The weapon of language becomes a prism through which to examine war and the trauma of exile in A Country Other Than the One I Dreamed Of by Basheer Al-Baker. The author develops the central metaphor of the mirage to frame the search for truth that serves as the axis of the text. Saïd Khatibi, the award-winning Algerian novelist, emphasises: ‘The author... embarked on his search for “a country other than the one he dreamed of”, free of archives, relying on the strength of memory.’ In this symbolic journey, Al-Basheer's powerful metaphors merge the author's inner landscape with the geography of his history.

The union of different places becomes a journey through time in ‘The Stone Serpent,’ the excellent collection of poems by Syrian poet and critic Nouri Al-Jarrah, an ecphrastic interpretation of the mystery of Berates of Palmyra's elegy for his beloved Regina in a frieze carved during the reign of Emperor Hadrian. Al-Jarrah imagines Berates of Palmyra as a Syrian archer conscripted into the Roman Legion who questions the empire that links places as disparate as Rome, Damascus and Arbeia and has cast him into painful exile. ‘It is as if my gods no longer have eyes to see me,’ narrates Al-Jarrah's moving verse.

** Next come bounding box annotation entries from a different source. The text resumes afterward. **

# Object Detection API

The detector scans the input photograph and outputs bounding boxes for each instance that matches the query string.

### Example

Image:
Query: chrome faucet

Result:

Jacques Derrida points out that literature expresses ‘the premonition of something that is not yet formed... like the advent of a glimmer or a shadow of the future.’ The writers featured in this issue of Banipal Magazine invite us to reflect on the power of creativity, memory, passion, and words—the value of humanity—to confront evils such as tyranny, war, and poverty. Celebrating the return of light heralded by the winter solstice, we wish you good health and a Happy and Prosperous 2026!

The photo essay ‘Arab Literature at the Guadalajara International Book Fair’ chronicles the third year of collaboration between Banipal and this renowned literary event in the Spanish-speaking world, and the participation in presentations and round tables of writers Samer Abu Hawwash (Palestine), Huda Al-Naemi (Qatar), Latifa Labsir (Morocco) and Samuel Shimon (Iraq).

Joselyn Michelle Almeida, PhD, is the author of the poetry collection ‘Condiciones para el vuelo’ (Libros del Mississippi, Madrid 2019) and several studies and articles on Anglo-Hispanic philology. She studied Classical Studies and English Philology at Tufts University and received her PhD in Philosophy and Letters from Boston College. Her professional experience spans the field of language and literature as a teacher and researcher at the University of Massachusetts Amherst and other American universities, and as an editor and translator. Among other honours, she has been a Fulbright and National Endowment for the Arts fellow in the United States.